Why the perceived exodus from the financial sector? I believe there are two answers.
For starters, it’s not that Buffett suddenly doesn’t like bank stocks and insurers, just as they have vastly underperformed the market as a whole since the March 2020 lows. doubled from its March low, while the central monetary bank Wells Fargo (NYSE: WFC) is down 56% year-to-date and has fallen below its March 2020 low.
Remember that financial services are highly cyclical companies that generally depend on steady economic growth to stimulate credit activity and increase interest income. During recessions, the Federal Reserve’s accommodative monetary policy drives lending rates down, hurting interest income for Wells Fargo and its peers.
The second factor behind the decline in the allocation to the financial sector is that Buffett and his team appear to be consolidating their holdings in the sector. Bank of America (NYSE: BAC) has been a particularly popular addition for the Oracle of Omaha in recent weeks. Bank of America is arguably the most interest rate sensitive of all bank stocks and should therefore be among the first to benefit when lending rates start to rise again. BofA has also done a solid job of controlling its non-interest spending by focusing on mobile banking solutions and closing some of its physical branches.
During this time, Wells Fargo was gradually reduced in the Berkshire Hathaway portfolio. In addition to unfavorable short-term growth prospects, the company struggled to overcome a fake account scandal that occurred in 2016-2017.
Consumer Staples: 13.56%
Finally, consumer staples stocks (that is, companies that supply essentials like packaged food and beverages) fell to less than 14% of Berkshire Hathaway’s investable assets. This marks at least a low of at least two decades and is well below the 45.5% allocation given to consumer staples 10 years ago.
Why not love basic consumer goods? One explanation could be the relatively low interest rate environment we have been aware of for over a decade. Consumer Staples are generally mature, slow-growing companies that benefit when value stocks are in favor.
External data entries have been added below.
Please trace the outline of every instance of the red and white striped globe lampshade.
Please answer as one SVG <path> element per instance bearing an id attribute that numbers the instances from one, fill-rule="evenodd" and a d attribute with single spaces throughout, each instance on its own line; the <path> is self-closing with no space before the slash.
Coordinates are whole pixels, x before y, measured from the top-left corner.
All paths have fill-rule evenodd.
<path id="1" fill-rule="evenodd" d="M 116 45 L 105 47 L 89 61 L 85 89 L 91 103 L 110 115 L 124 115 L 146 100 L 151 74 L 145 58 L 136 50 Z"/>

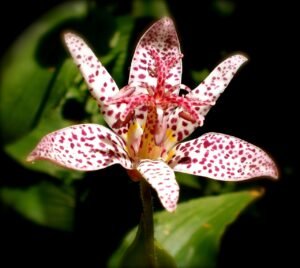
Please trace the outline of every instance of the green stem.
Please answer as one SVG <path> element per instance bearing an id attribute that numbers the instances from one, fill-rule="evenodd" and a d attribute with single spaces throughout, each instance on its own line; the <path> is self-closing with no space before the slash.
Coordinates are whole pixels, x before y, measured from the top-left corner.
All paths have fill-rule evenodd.
<path id="1" fill-rule="evenodd" d="M 145 252 L 148 256 L 148 266 L 157 267 L 155 249 L 154 249 L 154 224 L 153 224 L 153 207 L 151 186 L 144 179 L 140 182 L 141 199 L 143 204 L 143 214 L 140 228 L 142 237 L 144 238 Z"/>

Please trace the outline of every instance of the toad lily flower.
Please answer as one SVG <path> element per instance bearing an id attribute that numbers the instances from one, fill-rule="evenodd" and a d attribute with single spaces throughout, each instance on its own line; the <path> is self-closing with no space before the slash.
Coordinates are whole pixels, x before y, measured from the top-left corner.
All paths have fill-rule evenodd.
<path id="1" fill-rule="evenodd" d="M 67 33 L 65 42 L 112 130 L 82 124 L 55 131 L 40 141 L 29 161 L 47 159 L 81 171 L 120 164 L 133 180 L 148 181 L 168 211 L 176 209 L 179 197 L 174 171 L 223 181 L 278 177 L 264 151 L 238 138 L 207 133 L 178 143 L 203 124 L 244 56 L 229 57 L 190 90 L 181 84 L 182 54 L 174 24 L 163 18 L 142 36 L 128 85 L 119 90 L 80 37 Z M 179 95 L 180 90 L 187 94 Z"/>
However, access to cheap loans has allowed growth stocks to significantly outperform mature companies and value stocks. As a result, most stocks of basic consumer goods have been in place for years. As Apple’s value increased as a percentage of Berkshire Hathaway’s portfolio, the allocation to consumer staples declined.
Another consideration is that Buffett is still feeling the sting of one of his worst investments in decades: Kraft Heinz (NASDAQ: KHC). While the 2019 Coronavirus Disease (COVID-19) pandemic has rekindled interest in some of Kraft Heinz’s packaged foods, that doesn’t deny the company has taken over $ 15 billion in goodwill. in February 2019 on its Kraft and Oscar Mayer brands, or that it was financially constrained by nearly $ 29 billion in total debt.
Kraft Heinz was seen as a business model that couldn’t be disrupted, but that didn’t turn out to be the case. As a result, Buffett’s appetite for consumer staples appears to have waned.